“It is like I am stuck between a rock and a hard place. I want to make sure that long term, if I got sick and was unable to work, someone should be held responsible. If a company is putting out a product that is injected into a human, they should be held accountable, financially and emotionally.
The meningitis outbreak is still ongoing. As of December 18, 2012, a total of 620 cases, which includes 39 deaths, have been reported in 19 states and the CDC issued an update to the multistate outbreak of fungal infections on December 20, 2012.
Even though it is highly unlikely that Tim has fungal meningitis, the fact that this investigation is ongoing is bad news for him.
Tim received two injections of the contaminated steroid--one in each hip--in August 2011. “I had severe pain after my back surgery and I was scheduled to receive another round of injections to relieve the pain,” says Tim, “but my doctor refused to give me any more spinal injections. He explained that I might have to wait up to a year to find out whether or not these contaminated injections have gone dormant in my body before they will do any more back injections to relieve the pain I am in. Meantime I sit hear waiting for who knows how long until they know?"

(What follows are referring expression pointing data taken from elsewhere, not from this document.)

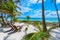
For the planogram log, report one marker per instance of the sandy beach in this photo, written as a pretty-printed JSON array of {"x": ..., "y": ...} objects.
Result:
[{"x": 19, "y": 35}]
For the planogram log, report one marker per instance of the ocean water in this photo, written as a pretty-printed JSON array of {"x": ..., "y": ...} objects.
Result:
[{"x": 40, "y": 19}]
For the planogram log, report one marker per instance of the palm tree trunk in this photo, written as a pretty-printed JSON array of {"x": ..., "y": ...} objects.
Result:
[
  {"x": 43, "y": 17},
  {"x": 57, "y": 14}
]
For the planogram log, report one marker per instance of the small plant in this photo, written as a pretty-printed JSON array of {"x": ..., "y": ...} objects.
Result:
[{"x": 38, "y": 35}]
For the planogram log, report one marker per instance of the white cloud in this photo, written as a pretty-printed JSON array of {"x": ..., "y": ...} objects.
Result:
[
  {"x": 34, "y": 2},
  {"x": 48, "y": 14},
  {"x": 37, "y": 14},
  {"x": 24, "y": 9}
]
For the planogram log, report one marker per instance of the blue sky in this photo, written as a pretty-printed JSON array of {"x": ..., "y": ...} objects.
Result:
[{"x": 33, "y": 9}]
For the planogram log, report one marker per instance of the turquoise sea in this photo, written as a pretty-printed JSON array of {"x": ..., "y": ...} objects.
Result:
[{"x": 40, "y": 19}]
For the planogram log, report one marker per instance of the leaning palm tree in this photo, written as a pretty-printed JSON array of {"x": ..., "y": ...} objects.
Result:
[
  {"x": 43, "y": 17},
  {"x": 54, "y": 1},
  {"x": 38, "y": 35}
]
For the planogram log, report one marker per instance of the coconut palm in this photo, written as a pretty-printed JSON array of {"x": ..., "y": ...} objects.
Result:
[
  {"x": 54, "y": 1},
  {"x": 38, "y": 35},
  {"x": 43, "y": 16}
]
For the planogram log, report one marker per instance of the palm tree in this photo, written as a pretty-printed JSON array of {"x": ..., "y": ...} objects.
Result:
[
  {"x": 54, "y": 1},
  {"x": 38, "y": 35},
  {"x": 43, "y": 17}
]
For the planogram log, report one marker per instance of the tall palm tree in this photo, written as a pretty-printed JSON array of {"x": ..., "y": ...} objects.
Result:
[{"x": 54, "y": 1}]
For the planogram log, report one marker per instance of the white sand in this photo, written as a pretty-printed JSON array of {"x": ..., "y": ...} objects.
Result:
[{"x": 19, "y": 35}]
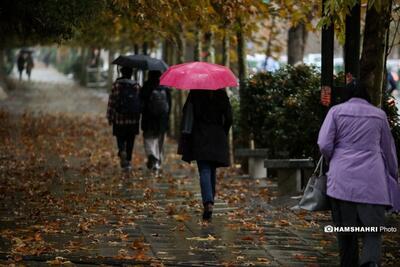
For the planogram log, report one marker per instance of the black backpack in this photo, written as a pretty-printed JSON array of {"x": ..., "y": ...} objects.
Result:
[
  {"x": 158, "y": 102},
  {"x": 128, "y": 100}
]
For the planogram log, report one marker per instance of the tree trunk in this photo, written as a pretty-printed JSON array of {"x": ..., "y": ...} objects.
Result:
[
  {"x": 297, "y": 39},
  {"x": 110, "y": 78},
  {"x": 181, "y": 44},
  {"x": 226, "y": 49},
  {"x": 210, "y": 47},
  {"x": 164, "y": 51},
  {"x": 2, "y": 64},
  {"x": 180, "y": 96},
  {"x": 198, "y": 46},
  {"x": 145, "y": 48},
  {"x": 352, "y": 44},
  {"x": 242, "y": 73},
  {"x": 226, "y": 62},
  {"x": 372, "y": 66}
]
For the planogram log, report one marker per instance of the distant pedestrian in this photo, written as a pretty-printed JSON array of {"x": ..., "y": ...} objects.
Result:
[
  {"x": 21, "y": 60},
  {"x": 29, "y": 65},
  {"x": 391, "y": 83},
  {"x": 123, "y": 113},
  {"x": 207, "y": 139},
  {"x": 46, "y": 59},
  {"x": 356, "y": 141},
  {"x": 156, "y": 101}
]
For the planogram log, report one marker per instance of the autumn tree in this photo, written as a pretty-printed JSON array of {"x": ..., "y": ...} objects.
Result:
[{"x": 375, "y": 40}]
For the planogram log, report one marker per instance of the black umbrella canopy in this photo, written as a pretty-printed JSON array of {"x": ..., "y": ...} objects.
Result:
[
  {"x": 156, "y": 64},
  {"x": 142, "y": 62},
  {"x": 132, "y": 61},
  {"x": 26, "y": 50}
]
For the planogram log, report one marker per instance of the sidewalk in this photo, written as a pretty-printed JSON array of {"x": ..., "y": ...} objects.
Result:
[{"x": 63, "y": 200}]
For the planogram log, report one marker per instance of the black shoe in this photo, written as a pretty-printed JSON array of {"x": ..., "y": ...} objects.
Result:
[
  {"x": 151, "y": 162},
  {"x": 122, "y": 159},
  {"x": 369, "y": 264},
  {"x": 207, "y": 213}
]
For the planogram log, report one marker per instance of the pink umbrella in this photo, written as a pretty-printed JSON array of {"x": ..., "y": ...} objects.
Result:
[{"x": 198, "y": 75}]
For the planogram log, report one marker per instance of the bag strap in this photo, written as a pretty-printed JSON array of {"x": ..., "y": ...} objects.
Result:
[{"x": 319, "y": 166}]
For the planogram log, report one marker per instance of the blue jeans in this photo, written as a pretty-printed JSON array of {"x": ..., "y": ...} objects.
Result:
[{"x": 207, "y": 171}]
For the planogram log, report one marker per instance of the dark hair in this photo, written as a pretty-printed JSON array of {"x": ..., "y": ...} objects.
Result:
[
  {"x": 356, "y": 89},
  {"x": 154, "y": 74},
  {"x": 126, "y": 72}
]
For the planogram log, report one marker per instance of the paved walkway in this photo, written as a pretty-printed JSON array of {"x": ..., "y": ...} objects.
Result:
[{"x": 63, "y": 200}]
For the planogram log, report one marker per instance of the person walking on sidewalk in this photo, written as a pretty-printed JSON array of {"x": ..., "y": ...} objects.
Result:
[
  {"x": 207, "y": 139},
  {"x": 123, "y": 113},
  {"x": 356, "y": 141},
  {"x": 156, "y": 101},
  {"x": 21, "y": 60},
  {"x": 29, "y": 65}
]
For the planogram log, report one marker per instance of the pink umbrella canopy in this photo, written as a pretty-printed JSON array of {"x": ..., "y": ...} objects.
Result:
[{"x": 198, "y": 75}]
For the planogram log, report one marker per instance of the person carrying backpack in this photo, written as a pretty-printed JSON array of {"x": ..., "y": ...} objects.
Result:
[
  {"x": 123, "y": 113},
  {"x": 156, "y": 101}
]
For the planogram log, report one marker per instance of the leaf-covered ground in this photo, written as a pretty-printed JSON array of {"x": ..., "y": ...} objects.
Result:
[{"x": 64, "y": 200}]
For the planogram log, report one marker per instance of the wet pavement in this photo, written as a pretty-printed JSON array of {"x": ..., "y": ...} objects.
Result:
[{"x": 64, "y": 200}]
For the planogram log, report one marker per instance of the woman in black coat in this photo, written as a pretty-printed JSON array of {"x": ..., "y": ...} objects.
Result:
[{"x": 207, "y": 143}]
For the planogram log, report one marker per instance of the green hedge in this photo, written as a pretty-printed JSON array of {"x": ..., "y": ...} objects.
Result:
[{"x": 282, "y": 112}]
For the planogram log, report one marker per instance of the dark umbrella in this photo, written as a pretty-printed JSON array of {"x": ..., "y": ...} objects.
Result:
[
  {"x": 132, "y": 61},
  {"x": 156, "y": 64},
  {"x": 142, "y": 62},
  {"x": 27, "y": 50}
]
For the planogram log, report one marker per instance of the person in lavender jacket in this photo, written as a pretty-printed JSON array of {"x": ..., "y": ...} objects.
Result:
[{"x": 356, "y": 141}]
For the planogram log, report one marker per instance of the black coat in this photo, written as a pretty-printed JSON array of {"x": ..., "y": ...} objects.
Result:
[
  {"x": 153, "y": 125},
  {"x": 212, "y": 121}
]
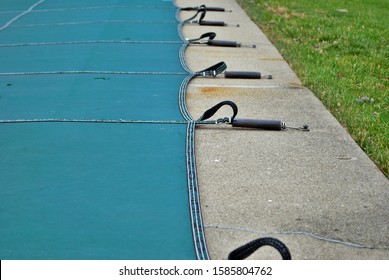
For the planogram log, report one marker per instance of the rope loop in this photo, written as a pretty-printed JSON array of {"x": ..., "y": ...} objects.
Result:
[
  {"x": 246, "y": 250},
  {"x": 210, "y": 112}
]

Tim is taking Vicodin but he says it barely skims the surface of his pain. Luckily he has a desk job, but this meningitis outbreak has totally affected his life. “I live in continual pain, day in and day out because I can’t get any more back injections,” he says. “I have five kids. My daughter is getting married in a few months but I can’t fly to the wedding and I can’t get in a car for more than a few hours. This has affected not only my life, but my family too."
Tim doesn’t hold his doctor responsible because he purchased the contaminated steroid thinking it was a safe product. “Dr. Jackson’s office called me in September when they found out that I had received two contaminated shots,” he adds. “By that time I already knew about the--supposedly--rare meningitis outbreak from the news. There were only three clinics in Michigan that had received the steroids and Michigan Neurological in Grand Blanc Michigan was one. It didn’t take a detective to figure that out.

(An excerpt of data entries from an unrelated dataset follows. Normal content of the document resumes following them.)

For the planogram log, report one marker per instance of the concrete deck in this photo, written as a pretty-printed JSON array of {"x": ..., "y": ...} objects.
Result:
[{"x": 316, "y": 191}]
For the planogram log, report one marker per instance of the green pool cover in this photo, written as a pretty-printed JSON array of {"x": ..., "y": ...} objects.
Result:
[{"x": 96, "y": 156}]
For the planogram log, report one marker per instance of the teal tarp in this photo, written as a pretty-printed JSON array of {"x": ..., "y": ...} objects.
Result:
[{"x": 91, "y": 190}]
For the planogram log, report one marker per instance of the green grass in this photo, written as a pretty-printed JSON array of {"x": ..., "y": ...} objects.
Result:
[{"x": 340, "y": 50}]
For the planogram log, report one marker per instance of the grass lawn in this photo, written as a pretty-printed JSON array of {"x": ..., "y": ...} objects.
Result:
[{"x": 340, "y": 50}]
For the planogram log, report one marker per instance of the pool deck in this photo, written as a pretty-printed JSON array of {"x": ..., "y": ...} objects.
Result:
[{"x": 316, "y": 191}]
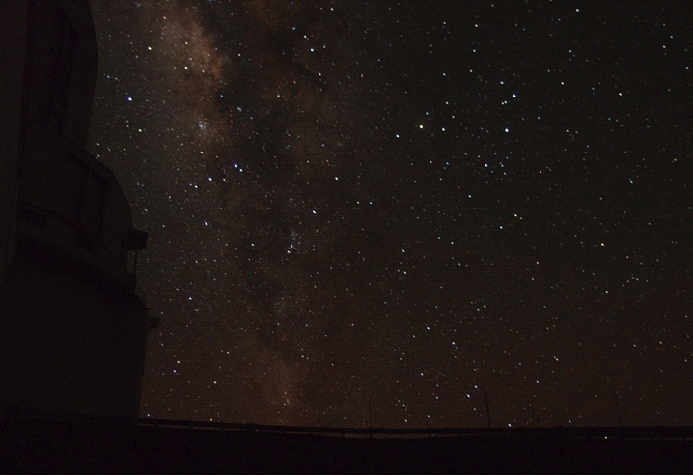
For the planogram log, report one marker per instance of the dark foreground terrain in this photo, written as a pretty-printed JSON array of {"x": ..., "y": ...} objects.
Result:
[{"x": 58, "y": 443}]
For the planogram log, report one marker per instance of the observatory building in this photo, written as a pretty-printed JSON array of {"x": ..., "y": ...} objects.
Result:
[{"x": 73, "y": 329}]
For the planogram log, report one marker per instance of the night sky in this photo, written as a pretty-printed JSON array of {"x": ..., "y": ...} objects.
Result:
[{"x": 413, "y": 203}]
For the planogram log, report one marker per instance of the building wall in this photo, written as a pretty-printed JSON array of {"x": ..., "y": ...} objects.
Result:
[{"x": 72, "y": 329}]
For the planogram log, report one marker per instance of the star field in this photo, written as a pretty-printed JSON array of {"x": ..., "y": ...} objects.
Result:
[{"x": 414, "y": 203}]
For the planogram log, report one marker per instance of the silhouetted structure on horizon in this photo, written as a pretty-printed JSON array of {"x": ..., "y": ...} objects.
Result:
[{"x": 73, "y": 330}]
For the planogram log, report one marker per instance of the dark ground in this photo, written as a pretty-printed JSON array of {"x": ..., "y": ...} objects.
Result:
[{"x": 58, "y": 444}]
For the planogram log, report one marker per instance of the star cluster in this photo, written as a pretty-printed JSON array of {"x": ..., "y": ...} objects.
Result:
[{"x": 412, "y": 204}]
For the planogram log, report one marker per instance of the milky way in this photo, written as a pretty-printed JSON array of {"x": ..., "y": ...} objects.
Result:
[{"x": 413, "y": 204}]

READ MORE RARE MENINGITIS OUTBREAK LEGAL NEWS
Since October 2012, the CDC website has advised clinicians to closely monitor and evaluate patients who received injections of contaminated MPA from the New England Compounding Center. It also recommends that “clinicians should consider obtaining an MRI with contrast of the injection site in patients with persistent but baseline symptoms because the presentation of these spinal or paraspinal infections can be subtle and difficult to distinguish from a patient’s baseline chronic pain.”
The CDC has received 80 more cases (reported between December 3-17), most of which are spinal/paraspinal infections.